Sunday, March 3, 2013

Day 36, March 3

After crossing the mountains, the expedition decided to split into two groups, wanting to explore different river valleys.  William Clark's group, including York, went down the Yellowstone River until it joined the Missouri.  Clark drew maps and named features of the landscape after members of the group.  A river that flowed into the Yellowstone was named for York.   In 1805, Clark had named a cluster of ilsands in the Missouri "York's Eight Islands."

The two groups reunited on the Missouri on August 12, 1806.  The party depended heavily on York's ability to hunt for food, such as elk and bison. 

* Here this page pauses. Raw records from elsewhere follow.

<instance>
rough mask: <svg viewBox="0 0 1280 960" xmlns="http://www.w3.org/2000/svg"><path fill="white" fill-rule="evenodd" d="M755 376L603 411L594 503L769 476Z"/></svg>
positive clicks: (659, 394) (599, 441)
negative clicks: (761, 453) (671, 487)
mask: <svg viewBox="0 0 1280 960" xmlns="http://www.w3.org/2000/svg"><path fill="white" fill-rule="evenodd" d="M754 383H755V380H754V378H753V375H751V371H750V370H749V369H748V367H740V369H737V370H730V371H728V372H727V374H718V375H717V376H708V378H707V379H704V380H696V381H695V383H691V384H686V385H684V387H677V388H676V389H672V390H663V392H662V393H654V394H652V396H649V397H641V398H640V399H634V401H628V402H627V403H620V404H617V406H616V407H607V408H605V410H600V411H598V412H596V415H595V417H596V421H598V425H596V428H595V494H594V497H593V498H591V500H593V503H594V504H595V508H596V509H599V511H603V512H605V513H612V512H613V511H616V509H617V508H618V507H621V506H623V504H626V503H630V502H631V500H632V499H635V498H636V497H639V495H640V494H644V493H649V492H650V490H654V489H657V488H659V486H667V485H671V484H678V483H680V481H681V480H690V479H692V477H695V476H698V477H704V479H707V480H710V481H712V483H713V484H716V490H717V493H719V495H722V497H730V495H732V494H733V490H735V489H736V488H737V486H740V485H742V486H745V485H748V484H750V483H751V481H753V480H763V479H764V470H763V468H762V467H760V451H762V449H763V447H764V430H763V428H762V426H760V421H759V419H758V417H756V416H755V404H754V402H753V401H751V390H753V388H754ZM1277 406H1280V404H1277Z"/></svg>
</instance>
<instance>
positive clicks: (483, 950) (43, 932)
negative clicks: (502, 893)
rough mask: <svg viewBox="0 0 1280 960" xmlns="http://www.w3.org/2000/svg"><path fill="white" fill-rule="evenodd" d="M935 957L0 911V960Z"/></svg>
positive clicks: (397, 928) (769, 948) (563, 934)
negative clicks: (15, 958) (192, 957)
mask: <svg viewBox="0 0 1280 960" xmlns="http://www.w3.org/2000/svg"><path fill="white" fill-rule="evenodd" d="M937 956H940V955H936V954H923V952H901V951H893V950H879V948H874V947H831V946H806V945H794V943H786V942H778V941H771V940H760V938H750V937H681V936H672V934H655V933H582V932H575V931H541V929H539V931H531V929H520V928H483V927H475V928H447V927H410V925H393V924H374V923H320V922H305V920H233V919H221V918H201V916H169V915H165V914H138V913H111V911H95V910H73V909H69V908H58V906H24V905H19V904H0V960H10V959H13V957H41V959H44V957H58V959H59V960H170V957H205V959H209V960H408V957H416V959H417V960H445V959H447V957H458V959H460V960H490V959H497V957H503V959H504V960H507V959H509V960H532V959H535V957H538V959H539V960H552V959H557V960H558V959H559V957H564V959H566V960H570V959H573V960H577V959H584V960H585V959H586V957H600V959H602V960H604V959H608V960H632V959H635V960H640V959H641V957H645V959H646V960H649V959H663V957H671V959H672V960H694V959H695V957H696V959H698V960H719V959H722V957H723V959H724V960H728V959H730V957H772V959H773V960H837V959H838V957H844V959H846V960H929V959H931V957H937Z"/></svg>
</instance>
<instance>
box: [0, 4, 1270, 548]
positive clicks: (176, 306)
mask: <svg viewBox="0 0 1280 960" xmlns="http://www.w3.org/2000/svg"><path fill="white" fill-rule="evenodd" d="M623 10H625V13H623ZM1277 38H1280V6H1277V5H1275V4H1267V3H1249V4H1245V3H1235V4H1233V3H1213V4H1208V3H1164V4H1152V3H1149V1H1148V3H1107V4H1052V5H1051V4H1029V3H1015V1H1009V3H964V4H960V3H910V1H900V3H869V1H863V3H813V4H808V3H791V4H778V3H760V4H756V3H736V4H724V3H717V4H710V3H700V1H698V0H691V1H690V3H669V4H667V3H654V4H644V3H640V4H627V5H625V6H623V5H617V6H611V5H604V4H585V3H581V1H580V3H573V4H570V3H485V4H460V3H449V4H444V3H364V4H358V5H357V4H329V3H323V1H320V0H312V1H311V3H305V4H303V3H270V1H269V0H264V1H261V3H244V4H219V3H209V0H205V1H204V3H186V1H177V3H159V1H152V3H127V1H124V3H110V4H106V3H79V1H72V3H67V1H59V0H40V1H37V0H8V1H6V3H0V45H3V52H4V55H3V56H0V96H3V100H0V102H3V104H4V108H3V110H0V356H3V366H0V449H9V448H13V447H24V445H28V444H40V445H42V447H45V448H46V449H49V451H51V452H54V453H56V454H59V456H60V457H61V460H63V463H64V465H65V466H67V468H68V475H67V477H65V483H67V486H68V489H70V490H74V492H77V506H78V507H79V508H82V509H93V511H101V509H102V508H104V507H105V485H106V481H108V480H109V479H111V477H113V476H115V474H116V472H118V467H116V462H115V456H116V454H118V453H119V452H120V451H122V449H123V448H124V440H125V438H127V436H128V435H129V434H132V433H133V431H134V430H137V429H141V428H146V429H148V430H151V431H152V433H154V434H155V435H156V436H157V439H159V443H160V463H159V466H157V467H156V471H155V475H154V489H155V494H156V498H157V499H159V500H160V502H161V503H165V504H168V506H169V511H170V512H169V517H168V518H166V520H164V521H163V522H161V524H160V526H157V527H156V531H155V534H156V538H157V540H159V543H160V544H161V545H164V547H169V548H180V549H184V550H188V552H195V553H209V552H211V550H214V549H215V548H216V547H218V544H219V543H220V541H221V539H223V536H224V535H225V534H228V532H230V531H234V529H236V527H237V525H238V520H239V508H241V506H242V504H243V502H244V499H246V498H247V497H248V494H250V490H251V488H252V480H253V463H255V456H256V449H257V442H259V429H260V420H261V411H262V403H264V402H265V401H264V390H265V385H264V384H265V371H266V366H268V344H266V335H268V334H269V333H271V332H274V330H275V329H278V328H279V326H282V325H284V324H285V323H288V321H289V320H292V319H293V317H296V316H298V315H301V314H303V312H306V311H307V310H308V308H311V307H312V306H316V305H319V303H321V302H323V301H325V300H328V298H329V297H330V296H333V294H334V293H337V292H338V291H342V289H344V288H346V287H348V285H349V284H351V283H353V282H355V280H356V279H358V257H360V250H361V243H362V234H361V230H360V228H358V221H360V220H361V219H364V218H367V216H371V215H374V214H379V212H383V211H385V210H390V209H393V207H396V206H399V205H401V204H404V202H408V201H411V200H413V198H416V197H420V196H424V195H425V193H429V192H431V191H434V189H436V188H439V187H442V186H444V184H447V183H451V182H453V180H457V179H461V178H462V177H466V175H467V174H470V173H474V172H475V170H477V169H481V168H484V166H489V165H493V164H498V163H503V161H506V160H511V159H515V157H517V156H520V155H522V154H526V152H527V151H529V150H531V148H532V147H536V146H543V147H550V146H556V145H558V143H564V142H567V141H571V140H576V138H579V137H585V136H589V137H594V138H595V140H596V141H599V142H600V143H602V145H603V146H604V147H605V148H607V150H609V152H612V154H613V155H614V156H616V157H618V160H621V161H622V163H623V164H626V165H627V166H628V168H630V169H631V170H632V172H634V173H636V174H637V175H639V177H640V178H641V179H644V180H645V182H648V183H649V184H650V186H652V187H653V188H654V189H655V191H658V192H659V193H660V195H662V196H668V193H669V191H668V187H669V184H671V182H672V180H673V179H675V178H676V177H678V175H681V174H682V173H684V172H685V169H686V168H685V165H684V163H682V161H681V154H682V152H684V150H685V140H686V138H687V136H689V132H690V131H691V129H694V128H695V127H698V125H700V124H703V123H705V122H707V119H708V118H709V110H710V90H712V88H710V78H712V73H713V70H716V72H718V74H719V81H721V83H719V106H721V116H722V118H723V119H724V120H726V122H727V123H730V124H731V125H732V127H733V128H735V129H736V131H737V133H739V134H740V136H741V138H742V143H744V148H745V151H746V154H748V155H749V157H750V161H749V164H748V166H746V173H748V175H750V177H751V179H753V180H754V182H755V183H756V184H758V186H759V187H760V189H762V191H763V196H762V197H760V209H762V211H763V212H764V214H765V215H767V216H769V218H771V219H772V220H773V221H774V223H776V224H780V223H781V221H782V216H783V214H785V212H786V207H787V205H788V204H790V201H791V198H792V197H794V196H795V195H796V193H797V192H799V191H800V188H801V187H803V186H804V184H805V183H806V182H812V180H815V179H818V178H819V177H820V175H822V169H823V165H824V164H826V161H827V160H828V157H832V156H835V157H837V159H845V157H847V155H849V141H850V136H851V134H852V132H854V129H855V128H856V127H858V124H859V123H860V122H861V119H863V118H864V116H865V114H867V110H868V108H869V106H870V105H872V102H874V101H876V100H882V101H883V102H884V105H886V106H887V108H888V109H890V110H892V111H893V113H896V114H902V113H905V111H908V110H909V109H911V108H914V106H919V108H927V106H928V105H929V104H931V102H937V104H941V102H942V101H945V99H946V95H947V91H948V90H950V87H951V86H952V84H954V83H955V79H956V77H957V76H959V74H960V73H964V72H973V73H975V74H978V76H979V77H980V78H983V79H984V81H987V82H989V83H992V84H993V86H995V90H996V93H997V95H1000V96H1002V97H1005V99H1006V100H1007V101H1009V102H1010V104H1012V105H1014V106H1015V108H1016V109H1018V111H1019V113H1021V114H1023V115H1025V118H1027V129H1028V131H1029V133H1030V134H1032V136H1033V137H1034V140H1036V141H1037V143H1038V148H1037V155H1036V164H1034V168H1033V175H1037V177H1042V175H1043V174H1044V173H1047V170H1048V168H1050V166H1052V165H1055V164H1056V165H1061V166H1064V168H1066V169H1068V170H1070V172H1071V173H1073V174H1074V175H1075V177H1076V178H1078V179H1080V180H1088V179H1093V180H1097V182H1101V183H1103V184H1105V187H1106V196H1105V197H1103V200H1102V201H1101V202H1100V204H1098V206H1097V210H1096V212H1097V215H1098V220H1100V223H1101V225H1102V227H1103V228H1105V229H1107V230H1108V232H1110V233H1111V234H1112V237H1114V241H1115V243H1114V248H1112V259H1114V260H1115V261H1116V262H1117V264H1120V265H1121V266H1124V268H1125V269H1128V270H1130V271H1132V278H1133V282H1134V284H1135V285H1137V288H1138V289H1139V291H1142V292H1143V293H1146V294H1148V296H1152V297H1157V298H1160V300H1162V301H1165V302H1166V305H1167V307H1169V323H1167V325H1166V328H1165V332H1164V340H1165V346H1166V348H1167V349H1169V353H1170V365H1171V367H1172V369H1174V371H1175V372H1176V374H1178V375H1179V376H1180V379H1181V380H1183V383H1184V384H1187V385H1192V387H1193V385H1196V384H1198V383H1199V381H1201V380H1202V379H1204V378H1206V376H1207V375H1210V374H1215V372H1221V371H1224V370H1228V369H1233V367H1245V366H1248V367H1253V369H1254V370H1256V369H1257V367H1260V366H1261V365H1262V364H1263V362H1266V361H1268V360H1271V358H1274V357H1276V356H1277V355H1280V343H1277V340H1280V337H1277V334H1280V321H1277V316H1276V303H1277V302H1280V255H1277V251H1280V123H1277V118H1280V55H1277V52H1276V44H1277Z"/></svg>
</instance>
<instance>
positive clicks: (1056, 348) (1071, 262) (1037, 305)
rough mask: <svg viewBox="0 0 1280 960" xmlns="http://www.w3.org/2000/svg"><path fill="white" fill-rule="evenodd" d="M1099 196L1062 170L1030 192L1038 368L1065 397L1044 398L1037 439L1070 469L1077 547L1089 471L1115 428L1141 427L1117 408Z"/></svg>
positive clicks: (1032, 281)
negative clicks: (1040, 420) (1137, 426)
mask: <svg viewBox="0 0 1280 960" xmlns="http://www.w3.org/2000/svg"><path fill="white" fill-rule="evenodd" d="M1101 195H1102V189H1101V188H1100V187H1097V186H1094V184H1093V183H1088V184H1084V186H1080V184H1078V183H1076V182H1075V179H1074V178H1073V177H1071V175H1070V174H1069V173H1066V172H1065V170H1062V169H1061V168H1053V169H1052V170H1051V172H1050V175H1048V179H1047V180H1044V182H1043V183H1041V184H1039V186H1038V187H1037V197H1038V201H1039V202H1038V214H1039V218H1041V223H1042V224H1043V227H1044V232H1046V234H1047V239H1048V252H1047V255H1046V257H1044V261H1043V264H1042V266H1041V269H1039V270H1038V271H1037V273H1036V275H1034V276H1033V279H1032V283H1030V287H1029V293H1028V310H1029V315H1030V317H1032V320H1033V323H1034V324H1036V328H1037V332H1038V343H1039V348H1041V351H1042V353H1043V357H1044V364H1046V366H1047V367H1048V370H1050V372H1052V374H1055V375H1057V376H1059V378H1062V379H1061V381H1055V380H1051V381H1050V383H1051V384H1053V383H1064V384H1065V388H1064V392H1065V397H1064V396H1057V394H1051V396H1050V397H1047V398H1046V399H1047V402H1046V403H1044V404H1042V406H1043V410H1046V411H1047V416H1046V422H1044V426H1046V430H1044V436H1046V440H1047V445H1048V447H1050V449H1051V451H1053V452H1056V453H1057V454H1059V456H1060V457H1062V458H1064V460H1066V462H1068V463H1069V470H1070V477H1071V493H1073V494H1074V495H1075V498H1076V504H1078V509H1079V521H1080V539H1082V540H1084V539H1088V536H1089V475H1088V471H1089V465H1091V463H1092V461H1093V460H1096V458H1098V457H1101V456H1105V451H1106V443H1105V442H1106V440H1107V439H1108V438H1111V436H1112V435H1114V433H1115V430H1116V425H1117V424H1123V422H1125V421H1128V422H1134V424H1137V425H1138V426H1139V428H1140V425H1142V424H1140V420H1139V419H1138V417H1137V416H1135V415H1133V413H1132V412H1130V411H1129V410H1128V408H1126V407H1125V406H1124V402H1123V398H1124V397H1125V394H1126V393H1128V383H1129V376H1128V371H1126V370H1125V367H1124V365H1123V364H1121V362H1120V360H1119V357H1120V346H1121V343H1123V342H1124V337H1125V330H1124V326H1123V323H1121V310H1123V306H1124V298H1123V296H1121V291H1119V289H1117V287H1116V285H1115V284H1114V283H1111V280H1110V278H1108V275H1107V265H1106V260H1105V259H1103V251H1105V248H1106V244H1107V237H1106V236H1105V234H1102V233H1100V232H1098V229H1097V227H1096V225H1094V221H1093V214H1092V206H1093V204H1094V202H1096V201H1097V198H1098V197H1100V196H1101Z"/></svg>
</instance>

The Corps of Discovery had been gone for twenty-eight months.  When they met trading boats heading upriver, they discovered that nearly everyone had given them up for dead.  Crowds greeted the explorers when they reached St. Louis on September 23, 1806.

Dinner parties were held to celebrate the expedition's return in St. Louis, Washington, DC, and other cities.  Everyone praised Lewis and Clark, but all members of the group, including York the slave, were hailed as national heroes.


  1. Next time we're in Yellowstone, I want to look for York's river!

  2. We used to travel to Montana on vacation and crossed the Yellowstone River on our way up to the northern part of the state. The Missouri River is dammed at Fort Peck creating a huge resevoir, Fort Peck Resevoir near Glasgow, MT. It is the largest hydraulically filled dam in the United States. Very impressive.